A relative newcomer to the reference data business, Exchange Data International, is challenging the incumbents for what it terms anti-competitive practices. Specifically, EDI contends that the termination clauses in reference data contracts, which typically require users to return or delete their reference data, make it difficult for users to change providers because they would have to re-create their reference data libraries, which can be prohibitively expensive.
Burton-Taylor International Consulting, the leading authority on the market data business, estimates the global market for reference data is $2 billion to $3 billion.
EDI says that most data users are unaware that they are in effect only renting their data from major data vendors.
“It always comes as a shock to financial data consumers when they find out that they have only been ‘renting’ their data, and are effectively locked into their contracts. This has significant implications for all users of historical data, including quant analysts who rely on it for their algo strategies, and compliance teams which are required by legislation to maintain accurate data history. EDI’s strategy is to sell rather than rent data, and to offer hard-to-match cost-savings.”
EDI has obtained a mildly supportive legal opinion from a leading London law firm which said “Our assessment is that the Termination Practice could pique European antitrust authorities’ interest. There are cases which suggest that there are plausible arguments to be made that the Termination Practice infringes EU competition law.”
The termination practice could qualify as abuse of dominance, the firm said, noting that the concept of abuse of dominance is evolving.
Andy Nybo, a director at Burton-Taylor, said there are a variety of unique licensing agreements for reference data, and termination clauses can be justified.
“On the surface it makes sense because the aggregation, cleansing and normalizing all come at a cost,” he said. “Reference data is not static. There is constant cleaning and refreshing of historical reference data because new information or corrections are made, names change. All those thing impact the quality of the data.”

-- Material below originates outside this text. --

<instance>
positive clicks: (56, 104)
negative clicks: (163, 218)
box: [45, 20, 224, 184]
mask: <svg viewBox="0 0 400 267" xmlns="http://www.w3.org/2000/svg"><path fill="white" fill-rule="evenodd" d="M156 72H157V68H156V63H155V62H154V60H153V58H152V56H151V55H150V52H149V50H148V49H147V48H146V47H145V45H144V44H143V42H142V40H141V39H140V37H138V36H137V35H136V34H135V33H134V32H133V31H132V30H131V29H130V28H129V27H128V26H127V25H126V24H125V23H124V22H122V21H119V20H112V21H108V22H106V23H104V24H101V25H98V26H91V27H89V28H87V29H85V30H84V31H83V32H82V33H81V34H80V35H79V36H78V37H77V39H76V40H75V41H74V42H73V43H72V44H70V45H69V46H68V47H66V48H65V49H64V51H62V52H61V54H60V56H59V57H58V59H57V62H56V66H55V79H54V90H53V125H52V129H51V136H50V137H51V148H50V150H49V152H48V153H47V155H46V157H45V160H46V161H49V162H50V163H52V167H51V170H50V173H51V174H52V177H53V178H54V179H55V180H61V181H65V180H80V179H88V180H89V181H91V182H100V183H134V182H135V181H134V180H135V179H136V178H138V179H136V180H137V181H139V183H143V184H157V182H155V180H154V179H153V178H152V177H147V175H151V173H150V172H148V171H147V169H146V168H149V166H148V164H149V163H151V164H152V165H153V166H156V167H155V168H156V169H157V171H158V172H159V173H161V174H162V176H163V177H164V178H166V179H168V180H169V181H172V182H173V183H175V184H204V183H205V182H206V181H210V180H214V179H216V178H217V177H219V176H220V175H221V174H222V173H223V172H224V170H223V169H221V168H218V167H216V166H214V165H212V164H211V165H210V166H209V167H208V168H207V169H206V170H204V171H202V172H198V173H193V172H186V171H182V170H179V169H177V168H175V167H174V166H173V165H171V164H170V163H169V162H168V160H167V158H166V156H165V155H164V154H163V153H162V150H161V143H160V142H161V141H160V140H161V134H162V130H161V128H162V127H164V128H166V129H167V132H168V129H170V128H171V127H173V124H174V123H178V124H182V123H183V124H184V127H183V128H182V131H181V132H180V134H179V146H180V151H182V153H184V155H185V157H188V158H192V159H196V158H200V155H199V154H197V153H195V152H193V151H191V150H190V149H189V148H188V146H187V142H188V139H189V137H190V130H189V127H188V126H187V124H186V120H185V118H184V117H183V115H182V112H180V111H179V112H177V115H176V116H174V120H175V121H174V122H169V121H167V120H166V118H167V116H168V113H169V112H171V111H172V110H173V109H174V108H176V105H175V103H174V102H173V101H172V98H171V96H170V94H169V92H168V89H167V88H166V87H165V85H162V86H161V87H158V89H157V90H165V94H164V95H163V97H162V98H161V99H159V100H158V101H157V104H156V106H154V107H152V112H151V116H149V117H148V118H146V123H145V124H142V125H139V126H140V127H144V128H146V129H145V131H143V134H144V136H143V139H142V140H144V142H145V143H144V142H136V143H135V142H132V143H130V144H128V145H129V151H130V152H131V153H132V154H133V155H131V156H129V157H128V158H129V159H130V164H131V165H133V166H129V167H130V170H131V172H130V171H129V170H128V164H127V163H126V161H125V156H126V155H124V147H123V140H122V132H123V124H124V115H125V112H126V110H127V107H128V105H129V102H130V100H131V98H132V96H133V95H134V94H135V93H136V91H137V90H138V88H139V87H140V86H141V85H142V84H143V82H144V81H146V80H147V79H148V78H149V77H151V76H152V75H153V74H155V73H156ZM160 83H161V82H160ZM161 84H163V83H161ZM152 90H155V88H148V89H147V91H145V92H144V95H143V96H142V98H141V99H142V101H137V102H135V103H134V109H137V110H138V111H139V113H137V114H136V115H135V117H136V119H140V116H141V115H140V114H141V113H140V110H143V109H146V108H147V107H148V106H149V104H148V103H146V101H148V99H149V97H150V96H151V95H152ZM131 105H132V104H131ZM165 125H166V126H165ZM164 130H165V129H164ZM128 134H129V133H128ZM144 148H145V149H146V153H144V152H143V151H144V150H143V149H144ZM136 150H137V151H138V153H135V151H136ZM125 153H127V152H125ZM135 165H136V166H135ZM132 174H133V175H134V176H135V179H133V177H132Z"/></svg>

If the users don’t own a perpetual license for the data, they’re leasing it and when they change vendors they lose access to the data, he added.
EDI is the only sizable data vendor which believes that clients should own what they pay for, the company says.
“The onerous termination clauses are an effective barrier to entry for new potential data providers and may even be anti-competitive under EU law and local/national laws,” said Jonathan Bloch, founder and CEO of EDI. “This is damaging to data users, who are locked into an expensive and inflexible relationship with the ‘big four’ data vendors; it also makes it difficult for would-be entrants to the industry.”
While some financial firms only focus on the last ten years of data, most quant traders will be working with a twenty-year data set and the loss of even several years’ data could force them to remain in an expensive and inflexible relationship, he added.
“Based on our legal advice we believe that a financial data consumer based in Europe and challenging this termination clause has a fair chance of getting it held to be in violation of European anti-competition law and therefore unenforceable,” Bloch said. “But this route is not available to U.S. users.”
EDI, which was established in 1994, is headquartered in London with offices in New York, India and Morocco. It was named Best Corporate Actions Initiative of the Year in the IMD/IRD Awards 2018.